A empresa mineira brasileira Vale anunciou recentemente a venda dos seus ativos na mina de carvão em Moatize na província de Tete, centro de Moçambique, e da base logística de Nacala. O negócio, que foi fechado com a Vulcan Minerals do grupo Jindal, preocupa a Ordem dos Advogados de Moçambique (OAM) que durante certa de uma década tem pressionado a multinacional a indemnizar as comunidades afetadas pela mina de Moatize, pelos danos patrimoniais e violações de direitos Humanos.
João Nhampossa, representante da OAM, estranha que as autoridades judiciais moçambicanas se mantenham em silêncio diante de grosseiras violações dos direitos humanos perpetradas pela Vale.
DW África: Como é que analisam o anúncio da Vale de abandonar a mina de Moatize sem ter resolvida a questão das indemnizações dos reassentados e outros afetados pelo projeto?
João Nhampossa (JN): Não faz sentido que a base esteja a vender a mina de Moatize e a base de Nacala sem resolver esta questão e ela própria nem faz referência a esta questão das comunidades. A Vale está muito à vontade com a situação precária violação de direitos humanos das comunidades e isso não podemos aceitar num país que se pretende de Estado de Direito.
DW África: E nesse caso, tendo em conta que a Vale está a sair de Tete, de Moçambique, não se corre o risco de a próxima empresa que já comprou as ações não cumprir com a justificação de que este era dossier dos outros?
JN: Vamos monitorar de perto a venda. Sabemos que ainda não está concluído, pelo menos aquilo que foi público. Então, a Ordem vai nos termos da lei garantir uma monitoria no sentido de proteger ou salvaguardar o direito das comunidades no processo desta venda. Aliás, a Ordem tem pedido bastante as instituições de Justiça para que não fiquem a aparecer uma invenção da ordem. O que nós temos dito é que podemos em conjunto fazer uma visita de trabalho de campo ao local para confirmar o estado em que vive a comunidade, qual é a real situação de vida daquelas comunidades para perceber se a ordem está a inventar ou não à questão de violação de direitos humanos.
DW África: E a vossa solicitação tem tido alguma resposta rápida das autoridades?
JN: Ainda não tivemos resposta a isso. Nós já pedimos até uma visita judicial para lá, mas o que acontece é que a nossa Justiça até agora, apesar de termos algumas decisões com desfecho favorável, os outros processos que são mais complexos mais graves, não tem desfecho. E muitas vezes a nossa jurisdição administrativa procura de alguma forma trazer elementos meramente formais para não dizer, para não conhecer o fundo da causa, não discutirmos a essência da causa.

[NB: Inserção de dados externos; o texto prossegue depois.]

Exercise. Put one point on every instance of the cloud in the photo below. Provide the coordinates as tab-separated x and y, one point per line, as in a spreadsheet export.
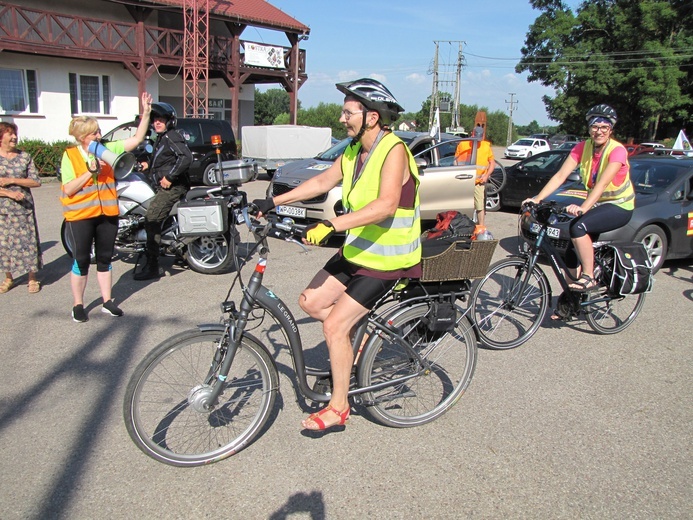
346	75
416	78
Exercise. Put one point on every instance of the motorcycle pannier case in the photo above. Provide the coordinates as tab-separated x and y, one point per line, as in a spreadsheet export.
203	217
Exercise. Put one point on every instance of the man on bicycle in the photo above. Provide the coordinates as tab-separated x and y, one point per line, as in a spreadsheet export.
380	185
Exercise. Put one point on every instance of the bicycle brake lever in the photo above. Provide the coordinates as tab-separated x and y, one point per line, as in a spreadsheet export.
294	241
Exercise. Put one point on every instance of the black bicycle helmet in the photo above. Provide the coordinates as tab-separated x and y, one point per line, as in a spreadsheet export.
166	111
604	111
374	96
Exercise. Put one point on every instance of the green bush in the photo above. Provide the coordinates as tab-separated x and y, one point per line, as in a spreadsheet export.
46	155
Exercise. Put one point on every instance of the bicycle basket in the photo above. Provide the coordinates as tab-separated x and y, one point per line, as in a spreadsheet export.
459	261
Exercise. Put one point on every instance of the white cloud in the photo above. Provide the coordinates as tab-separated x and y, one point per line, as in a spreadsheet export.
416	78
378	77
346	75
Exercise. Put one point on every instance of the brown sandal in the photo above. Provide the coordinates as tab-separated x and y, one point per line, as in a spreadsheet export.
6	285
342	418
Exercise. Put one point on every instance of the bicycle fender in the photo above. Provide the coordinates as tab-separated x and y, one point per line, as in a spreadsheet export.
208	327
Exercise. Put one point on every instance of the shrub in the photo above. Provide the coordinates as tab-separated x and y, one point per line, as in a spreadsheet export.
46	155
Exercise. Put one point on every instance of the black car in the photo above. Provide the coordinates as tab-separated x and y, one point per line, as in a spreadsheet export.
527	177
198	133
663	215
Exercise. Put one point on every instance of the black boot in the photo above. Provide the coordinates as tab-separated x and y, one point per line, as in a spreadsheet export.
151	268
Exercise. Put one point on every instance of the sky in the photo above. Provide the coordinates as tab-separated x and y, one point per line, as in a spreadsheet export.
393	41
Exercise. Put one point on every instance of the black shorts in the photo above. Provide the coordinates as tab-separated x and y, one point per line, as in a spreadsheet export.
366	290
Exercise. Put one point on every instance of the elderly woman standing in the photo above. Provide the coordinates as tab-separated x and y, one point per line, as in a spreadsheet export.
20	248
90	206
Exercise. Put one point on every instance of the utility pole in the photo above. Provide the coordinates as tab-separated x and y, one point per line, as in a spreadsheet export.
435	102
449	78
511	109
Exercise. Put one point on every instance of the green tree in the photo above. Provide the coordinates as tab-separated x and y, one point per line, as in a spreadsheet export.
633	55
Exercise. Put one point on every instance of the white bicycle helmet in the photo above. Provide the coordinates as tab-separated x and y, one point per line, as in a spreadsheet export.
374	96
604	111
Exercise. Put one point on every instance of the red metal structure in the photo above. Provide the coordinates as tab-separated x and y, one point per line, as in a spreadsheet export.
196	58
144	49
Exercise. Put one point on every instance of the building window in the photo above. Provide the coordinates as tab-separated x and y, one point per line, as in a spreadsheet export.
90	94
18	91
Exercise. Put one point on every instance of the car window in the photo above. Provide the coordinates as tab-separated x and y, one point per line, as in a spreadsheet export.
447	149
652	178
331	154
120	133
191	132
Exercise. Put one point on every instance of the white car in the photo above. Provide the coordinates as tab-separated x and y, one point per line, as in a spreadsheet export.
526	147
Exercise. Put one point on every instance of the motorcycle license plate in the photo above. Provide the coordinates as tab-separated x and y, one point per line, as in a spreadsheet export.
552	232
291	211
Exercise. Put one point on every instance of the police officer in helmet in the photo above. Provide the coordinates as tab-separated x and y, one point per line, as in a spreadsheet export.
170	161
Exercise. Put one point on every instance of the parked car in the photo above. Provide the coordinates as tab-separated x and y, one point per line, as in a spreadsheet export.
568	145
444	186
198	133
559	139
662	219
527	177
650	148
526	147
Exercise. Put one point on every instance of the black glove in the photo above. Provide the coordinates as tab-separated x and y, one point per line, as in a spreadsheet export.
264	205
319	233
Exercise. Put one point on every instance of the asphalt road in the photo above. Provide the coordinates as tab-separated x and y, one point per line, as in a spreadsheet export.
570	425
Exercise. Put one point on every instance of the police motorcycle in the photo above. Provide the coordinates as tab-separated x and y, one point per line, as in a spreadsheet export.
197	229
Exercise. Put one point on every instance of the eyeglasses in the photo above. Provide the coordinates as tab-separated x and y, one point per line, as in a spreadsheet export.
347	115
600	129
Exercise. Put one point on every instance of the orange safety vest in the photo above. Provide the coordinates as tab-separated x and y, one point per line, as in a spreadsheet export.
94	199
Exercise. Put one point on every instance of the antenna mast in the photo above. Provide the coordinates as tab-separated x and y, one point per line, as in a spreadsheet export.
196	58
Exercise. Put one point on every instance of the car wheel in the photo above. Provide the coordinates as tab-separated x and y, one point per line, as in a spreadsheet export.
209	177
493	202
655	241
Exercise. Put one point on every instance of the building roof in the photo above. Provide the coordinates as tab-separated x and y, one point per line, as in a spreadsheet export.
253	12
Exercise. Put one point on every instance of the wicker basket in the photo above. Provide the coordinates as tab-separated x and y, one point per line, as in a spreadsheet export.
456	263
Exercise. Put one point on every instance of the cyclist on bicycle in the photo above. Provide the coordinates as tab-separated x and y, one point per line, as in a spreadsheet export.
610	199
380	195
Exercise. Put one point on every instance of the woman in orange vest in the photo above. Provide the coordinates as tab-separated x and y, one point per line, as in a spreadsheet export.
90	206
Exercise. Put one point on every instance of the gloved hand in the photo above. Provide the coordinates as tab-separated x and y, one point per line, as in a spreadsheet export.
319	233
264	205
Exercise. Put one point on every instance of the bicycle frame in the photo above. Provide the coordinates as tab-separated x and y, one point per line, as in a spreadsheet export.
558	265
257	294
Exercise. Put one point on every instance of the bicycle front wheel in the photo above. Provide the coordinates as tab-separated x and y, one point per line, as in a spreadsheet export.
609	315
428	387
164	409
505	316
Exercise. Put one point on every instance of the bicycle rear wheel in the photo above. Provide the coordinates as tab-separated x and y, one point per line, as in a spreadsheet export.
449	360
163	407
609	315
503	317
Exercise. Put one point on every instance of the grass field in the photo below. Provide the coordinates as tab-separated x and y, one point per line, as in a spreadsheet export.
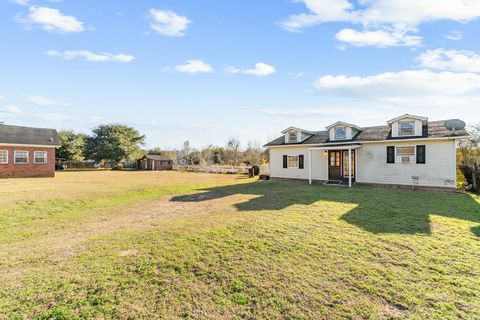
129	245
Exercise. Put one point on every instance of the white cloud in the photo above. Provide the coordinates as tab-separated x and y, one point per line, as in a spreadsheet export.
406	90
408	83
45	102
453	60
10	109
168	23
53	20
296	74
454	35
53	117
21	2
260	70
378	38
90	56
312	112
194	66
383	20
321	11
402	14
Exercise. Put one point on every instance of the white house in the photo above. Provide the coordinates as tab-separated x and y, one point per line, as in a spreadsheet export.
409	150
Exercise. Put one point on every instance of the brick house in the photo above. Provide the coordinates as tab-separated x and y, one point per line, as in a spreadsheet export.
27	152
154	162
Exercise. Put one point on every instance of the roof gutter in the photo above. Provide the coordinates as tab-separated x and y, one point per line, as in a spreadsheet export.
29	145
365	142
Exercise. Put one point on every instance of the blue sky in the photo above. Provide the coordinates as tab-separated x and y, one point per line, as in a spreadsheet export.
207	70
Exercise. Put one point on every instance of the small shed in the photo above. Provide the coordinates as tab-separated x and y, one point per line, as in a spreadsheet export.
154	162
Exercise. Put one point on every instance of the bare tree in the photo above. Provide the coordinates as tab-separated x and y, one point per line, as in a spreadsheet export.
253	153
233	151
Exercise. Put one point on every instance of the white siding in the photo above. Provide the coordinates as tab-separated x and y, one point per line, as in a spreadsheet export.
319	164
439	167
348	132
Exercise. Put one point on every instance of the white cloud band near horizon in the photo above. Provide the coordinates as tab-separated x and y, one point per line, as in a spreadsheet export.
90	56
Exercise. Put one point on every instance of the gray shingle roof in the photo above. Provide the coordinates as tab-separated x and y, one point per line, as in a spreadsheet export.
435	129
26	135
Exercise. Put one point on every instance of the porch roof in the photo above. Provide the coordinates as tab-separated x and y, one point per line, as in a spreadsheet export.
342	147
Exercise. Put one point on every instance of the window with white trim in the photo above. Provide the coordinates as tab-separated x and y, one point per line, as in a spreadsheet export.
406	128
405	154
292	136
40	157
3	156
340	133
293	162
20	157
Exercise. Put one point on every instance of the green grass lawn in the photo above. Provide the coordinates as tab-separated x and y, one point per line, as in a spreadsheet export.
225	247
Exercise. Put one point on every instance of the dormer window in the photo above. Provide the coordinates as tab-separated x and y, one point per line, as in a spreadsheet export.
292	136
340	133
406	128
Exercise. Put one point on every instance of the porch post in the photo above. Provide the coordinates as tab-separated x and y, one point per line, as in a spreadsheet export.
309	166
349	167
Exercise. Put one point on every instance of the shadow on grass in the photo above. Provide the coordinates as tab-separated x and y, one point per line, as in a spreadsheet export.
378	210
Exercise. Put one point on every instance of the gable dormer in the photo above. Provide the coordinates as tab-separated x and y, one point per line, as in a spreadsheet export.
296	135
407	126
342	131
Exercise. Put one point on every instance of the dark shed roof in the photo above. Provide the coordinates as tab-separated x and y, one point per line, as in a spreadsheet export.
434	129
28	136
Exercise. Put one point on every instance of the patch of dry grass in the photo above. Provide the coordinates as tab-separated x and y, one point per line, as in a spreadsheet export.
219	247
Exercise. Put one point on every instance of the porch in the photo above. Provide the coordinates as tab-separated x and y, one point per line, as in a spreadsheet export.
341	162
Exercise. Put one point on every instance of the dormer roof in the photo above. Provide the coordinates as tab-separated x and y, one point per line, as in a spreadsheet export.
341	123
296	129
408	116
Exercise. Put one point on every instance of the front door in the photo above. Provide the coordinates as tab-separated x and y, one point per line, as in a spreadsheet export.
345	164
334	165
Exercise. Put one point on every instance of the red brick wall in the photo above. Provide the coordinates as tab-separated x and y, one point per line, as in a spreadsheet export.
31	169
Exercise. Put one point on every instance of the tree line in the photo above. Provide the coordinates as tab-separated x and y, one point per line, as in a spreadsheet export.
114	143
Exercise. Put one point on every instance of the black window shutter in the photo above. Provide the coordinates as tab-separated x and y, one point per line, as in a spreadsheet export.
421	154
390	154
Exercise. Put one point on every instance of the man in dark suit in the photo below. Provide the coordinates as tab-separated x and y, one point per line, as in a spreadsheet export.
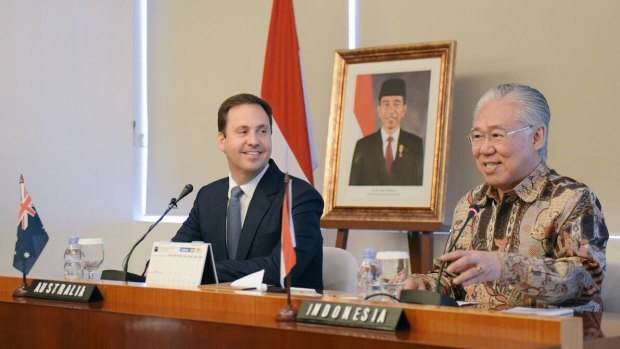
244	127
390	156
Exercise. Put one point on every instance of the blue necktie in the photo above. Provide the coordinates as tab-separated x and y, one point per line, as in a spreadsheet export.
233	222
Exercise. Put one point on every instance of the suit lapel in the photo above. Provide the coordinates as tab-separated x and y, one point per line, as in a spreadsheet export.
378	153
262	200
219	224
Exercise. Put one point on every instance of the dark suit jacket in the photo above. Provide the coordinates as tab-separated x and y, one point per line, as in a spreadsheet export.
259	244
368	167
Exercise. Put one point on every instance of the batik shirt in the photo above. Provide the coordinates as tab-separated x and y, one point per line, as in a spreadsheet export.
550	235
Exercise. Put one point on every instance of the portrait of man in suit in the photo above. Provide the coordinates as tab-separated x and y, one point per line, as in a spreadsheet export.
391	155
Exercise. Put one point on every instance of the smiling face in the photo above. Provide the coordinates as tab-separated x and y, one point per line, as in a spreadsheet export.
391	110
246	141
506	164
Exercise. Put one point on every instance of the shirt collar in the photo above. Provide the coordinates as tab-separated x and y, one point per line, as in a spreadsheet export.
249	187
527	190
385	135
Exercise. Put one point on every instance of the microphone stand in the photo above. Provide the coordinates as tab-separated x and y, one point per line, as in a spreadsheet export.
436	297
124	275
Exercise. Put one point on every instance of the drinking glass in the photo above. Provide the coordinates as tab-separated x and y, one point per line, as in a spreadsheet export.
395	270
93	254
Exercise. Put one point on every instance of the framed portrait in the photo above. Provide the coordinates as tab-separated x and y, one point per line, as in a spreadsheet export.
388	136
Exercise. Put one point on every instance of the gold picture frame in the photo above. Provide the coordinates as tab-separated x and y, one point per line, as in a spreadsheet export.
427	70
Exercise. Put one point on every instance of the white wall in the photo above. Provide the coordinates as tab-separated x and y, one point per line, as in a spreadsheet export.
67	98
66	103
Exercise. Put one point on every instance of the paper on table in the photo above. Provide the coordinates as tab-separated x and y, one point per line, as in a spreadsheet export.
254	280
541	311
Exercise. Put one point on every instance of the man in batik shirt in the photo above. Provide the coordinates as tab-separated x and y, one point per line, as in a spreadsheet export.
540	237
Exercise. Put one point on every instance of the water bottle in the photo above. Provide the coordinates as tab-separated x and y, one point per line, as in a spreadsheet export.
368	274
74	259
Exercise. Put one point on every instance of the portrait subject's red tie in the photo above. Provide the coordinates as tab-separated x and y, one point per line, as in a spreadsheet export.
389	155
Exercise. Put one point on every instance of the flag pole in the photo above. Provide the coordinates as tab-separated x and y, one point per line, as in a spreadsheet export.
22	290
287	313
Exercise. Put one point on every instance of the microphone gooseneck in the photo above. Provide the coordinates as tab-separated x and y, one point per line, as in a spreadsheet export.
186	190
173	203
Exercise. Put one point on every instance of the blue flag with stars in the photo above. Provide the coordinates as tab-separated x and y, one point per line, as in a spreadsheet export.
31	236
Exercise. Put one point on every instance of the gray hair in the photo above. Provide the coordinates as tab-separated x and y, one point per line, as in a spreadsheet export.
534	109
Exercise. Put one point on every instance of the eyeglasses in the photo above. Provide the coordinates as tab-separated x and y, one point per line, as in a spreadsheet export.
496	137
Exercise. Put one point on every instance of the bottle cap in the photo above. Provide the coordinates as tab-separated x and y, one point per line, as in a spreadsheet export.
369	253
392	255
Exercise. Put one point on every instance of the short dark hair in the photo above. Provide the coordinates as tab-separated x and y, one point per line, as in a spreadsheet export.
393	87
242	98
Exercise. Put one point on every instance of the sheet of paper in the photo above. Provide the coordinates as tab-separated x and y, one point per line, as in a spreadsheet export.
177	264
254	280
541	311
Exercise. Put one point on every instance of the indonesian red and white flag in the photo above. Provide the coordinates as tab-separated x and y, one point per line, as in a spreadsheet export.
283	88
288	256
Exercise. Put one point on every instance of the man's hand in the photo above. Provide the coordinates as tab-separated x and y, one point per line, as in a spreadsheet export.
473	266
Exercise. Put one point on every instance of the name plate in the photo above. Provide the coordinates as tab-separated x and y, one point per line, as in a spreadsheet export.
63	291
353	315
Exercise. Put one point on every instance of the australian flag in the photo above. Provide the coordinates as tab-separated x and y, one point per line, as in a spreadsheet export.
31	236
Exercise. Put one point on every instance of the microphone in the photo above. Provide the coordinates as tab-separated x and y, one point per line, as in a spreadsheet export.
188	188
436	297
124	275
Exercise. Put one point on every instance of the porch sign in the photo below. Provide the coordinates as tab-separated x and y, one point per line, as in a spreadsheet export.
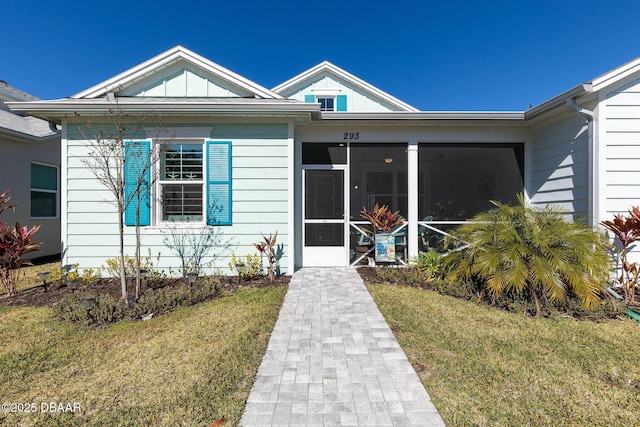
385	247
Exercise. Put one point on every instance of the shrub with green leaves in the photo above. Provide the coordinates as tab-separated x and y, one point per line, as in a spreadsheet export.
521	249
431	263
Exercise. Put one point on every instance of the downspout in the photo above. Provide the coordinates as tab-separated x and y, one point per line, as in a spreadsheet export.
594	195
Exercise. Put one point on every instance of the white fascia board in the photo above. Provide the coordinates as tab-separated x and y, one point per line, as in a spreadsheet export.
424	115
616	74
165	59
558	101
327	66
55	110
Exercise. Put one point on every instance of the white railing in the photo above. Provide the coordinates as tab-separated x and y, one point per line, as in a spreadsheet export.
363	238
431	233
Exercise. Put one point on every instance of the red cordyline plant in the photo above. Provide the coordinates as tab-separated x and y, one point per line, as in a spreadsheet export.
15	243
381	218
266	247
627	230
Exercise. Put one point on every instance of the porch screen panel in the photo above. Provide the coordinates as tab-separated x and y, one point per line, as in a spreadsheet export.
458	181
378	174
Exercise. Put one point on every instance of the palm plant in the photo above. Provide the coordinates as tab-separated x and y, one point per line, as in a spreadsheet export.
518	248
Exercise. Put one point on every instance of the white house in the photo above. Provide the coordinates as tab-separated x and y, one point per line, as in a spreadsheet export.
305	157
30	168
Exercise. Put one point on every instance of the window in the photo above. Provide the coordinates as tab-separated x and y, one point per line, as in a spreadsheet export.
193	182
181	181
326	103
44	191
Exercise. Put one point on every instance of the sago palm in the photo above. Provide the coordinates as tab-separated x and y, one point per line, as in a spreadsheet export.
518	248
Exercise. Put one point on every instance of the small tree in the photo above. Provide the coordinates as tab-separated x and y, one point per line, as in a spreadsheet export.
518	248
627	230
108	159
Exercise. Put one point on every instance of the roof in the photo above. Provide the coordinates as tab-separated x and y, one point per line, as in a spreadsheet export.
244	107
176	54
17	125
328	67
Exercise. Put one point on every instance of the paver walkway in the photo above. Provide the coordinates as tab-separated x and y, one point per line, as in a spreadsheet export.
332	360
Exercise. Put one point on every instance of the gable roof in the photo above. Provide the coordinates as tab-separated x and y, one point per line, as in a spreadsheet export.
328	68
168	58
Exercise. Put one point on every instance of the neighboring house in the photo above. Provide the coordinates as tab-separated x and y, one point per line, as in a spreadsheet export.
305	157
30	168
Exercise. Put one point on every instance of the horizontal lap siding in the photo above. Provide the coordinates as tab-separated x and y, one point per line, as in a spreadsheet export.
621	150
559	166
259	192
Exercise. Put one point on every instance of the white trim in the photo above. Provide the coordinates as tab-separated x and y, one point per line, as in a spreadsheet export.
178	132
412	198
163	60
64	188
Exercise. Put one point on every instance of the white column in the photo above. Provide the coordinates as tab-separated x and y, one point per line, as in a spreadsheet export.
291	164
412	188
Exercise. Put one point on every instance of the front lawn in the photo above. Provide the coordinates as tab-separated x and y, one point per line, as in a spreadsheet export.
488	367
189	367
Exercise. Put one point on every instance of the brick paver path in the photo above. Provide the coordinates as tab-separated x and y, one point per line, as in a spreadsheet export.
332	360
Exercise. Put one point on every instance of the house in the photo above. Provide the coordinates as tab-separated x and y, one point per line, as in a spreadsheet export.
305	157
30	168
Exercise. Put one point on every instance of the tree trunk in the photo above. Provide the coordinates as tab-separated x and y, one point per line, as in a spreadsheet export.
537	300
123	274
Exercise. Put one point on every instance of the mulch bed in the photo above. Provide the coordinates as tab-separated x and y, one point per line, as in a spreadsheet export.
37	297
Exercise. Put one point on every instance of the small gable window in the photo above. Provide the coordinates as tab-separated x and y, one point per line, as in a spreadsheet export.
326	103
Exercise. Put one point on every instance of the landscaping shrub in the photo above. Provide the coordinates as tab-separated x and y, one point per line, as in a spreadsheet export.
107	309
532	252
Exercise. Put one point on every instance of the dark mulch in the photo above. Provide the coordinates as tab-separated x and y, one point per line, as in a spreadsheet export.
37	296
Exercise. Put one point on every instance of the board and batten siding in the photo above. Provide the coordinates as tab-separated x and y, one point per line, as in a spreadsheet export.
559	166
357	100
620	150
259	199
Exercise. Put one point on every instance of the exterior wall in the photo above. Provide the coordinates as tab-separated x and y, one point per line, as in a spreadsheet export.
357	100
15	174
260	200
179	81
619	145
559	165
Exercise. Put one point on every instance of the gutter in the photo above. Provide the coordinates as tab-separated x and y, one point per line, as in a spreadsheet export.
12	134
571	102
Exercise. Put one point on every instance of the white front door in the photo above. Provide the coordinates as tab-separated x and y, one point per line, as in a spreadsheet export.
324	217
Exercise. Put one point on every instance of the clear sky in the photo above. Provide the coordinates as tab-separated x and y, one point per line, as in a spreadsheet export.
435	55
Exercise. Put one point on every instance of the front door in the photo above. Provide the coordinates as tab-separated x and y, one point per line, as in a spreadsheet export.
324	216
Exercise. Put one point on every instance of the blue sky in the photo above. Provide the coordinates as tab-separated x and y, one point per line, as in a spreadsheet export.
435	55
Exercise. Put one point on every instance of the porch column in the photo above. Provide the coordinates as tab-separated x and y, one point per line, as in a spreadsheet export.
412	189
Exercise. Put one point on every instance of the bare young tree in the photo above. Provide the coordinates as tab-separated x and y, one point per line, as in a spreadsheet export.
113	151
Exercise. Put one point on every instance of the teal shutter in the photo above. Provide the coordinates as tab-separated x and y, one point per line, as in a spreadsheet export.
341	103
218	191
137	182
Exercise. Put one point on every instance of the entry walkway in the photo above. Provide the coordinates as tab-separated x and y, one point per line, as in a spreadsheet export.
332	360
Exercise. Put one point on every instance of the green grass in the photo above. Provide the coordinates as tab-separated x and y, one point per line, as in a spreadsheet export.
189	367
487	367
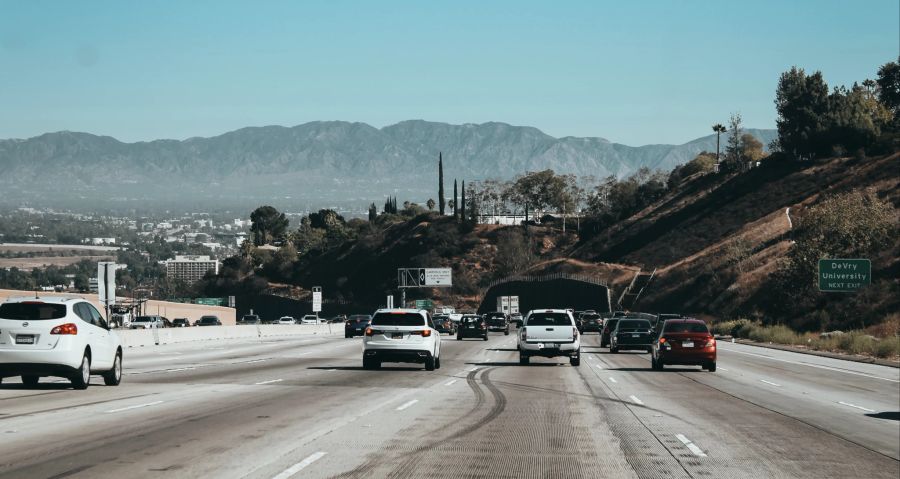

DW África: E nesse caso como é que analisa que, perante uma série de reclamações feitas pelas comunidades, as autoridades judiciárias nacionais não tenham mexido uma palha contra a Vale?
JN: É uma questão que muito preocupa a Ordem que agora está a envidar esforços no sentido de sentar diretamente com as instituições de Justiça envolvidas no caso, sobretudo com a Procuradoria, para tratar de uma forma aberta e profunda esta questão, porque um dos pontos que muito preocupa e assusta a Ordem é que há evidências e prova bastantes de que a Vale não cumpriu o plano de reassentamento. E não tendo cumprido com o planeamento, a própria lei estabelece que quem não cumpre com o plano deve pagar uma multa correspondente a 10% do valor do empreendimento pelo incumprimento do plano de reassentamento.
DW África: E neste caso vocês acreditam que a Vale vai pagar esses cerca de 1 bilião de meticais?
JN: Se a lei for aplicada e a justiça for célere e justa, nós entendemos que a Vale vai pagar alguma compensação a essas comunidades por tamanho sofrimento e pela violação dos seus direitos, porque não faz sentido que as pequenas empresas e o cidadão pacato quando violam a lei é sancionado e para a mesma situação de violação a lei quando se trata de uma multinacional ela não é sancionada e é feita vista grossa.